Open source AI: Red Hat’s point-of-view

Open source AI: Red Hat’s point-of-view

By Chris Wright (pictured), Chief Technology Officer and Senior Vice President Global Engineering at Red Hat

 

More than three decades ago, Red Hat saw the potential of how open source development and licenses can create better software to fuel IT innovation. Thirty-million lines of code later, Linux not only developed to become the most successful open source software but the most successful software to date. Our commitment to open source principles continues today, not only in our business model, but in our corporate culture as well. We believe that these concepts can have the same impact on Artificial Intelligence (AI) if done the right way, and yet there is a distinct divide within the technology world as to what “the right way” is.

AI, especially the large language models (LLMs) driving generative AI (GenAI), cannot be viewed in quite the same way as open source software. Unlike software, AI models principally consist of model weights, which are numerical parameters that determine how a model processes inputs, as well as the connections it makes between various data points. Trained model weights are the result of an extensive training process involving vast quantities of training data that are carefully prepared, mixed and processed.

While model weights are not software, in some respects they serve a similar function to code. It’s easy to draw the comparison that data is, or is analogous to, the source code of the model. In open source, the source code is commonly defined as the “preferred form” for making modifications to the software. Training data alone does not fit this role, given its typically vast size and the complicated pre-training process that results in a tenuous and indirect connection any one item of training data has to the trained weights and the resulting behavior of the model.

The majority of improvements and enhancements to AI models now taking place in the community do not involve access to or manipulation of the original training data. Rather, they are the result of modifications to model weights or a process of fine tuning which can also serve to adjust model performance. Freedom to make those model improvements requires that the weights be released with all the permissions users receive under open source licenses.

Red Hat’s view of open source AI

Red Hat sees the minimum threshold for open source AI as open source-licensed model weights combined with open source software components. This is a starting point of open source AI, not the final destination. We encourage the open source community, regulatory authorities and industry to continue to strive toward greater transparency and alignment with open source development principles when training and fine-tuning AI models.

This is Red Hat’s view of how we, as an open source software ecosystem, can practically engage in open source AI. It’s not an attempt at a formal definition, like that being undertaken by  the Open Source Initiative (OSI) with its Open Source AI Definition (OSAID). Our viewpoint to date is simply our take on what makes open source AI achievable and accessible to the broadest set of communities, organizations, and vendors.

We put this viewpoint into action through our work in open source communities, highlighted by the Red Hat-led InstructLab project and our work around the Granite family of open source-licensed models with IBM Research.
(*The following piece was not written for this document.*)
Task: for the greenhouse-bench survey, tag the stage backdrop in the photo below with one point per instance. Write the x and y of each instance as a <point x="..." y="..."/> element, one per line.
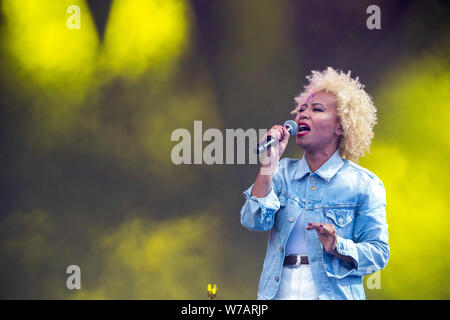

InstructLab significantly lowers the barrier to AI model contributions from non-data scientists. With InstructLab, domain experts from across industries can add their skills and knowledge to InstructLab, both for internal use and to help drive a shared, broadly accessible open source AI model for upstream communities.

The Granite 3.0 model family addresses a wide range of AI use cases, from code generation to natural language processing to extracting insights from vast datasets, all done under a   permissive open source license. We helped IBM Research bring a family of Granite code models to the open source world, and continue to support the model family, both from an open source point of view and as part of our Red Hat AI offering.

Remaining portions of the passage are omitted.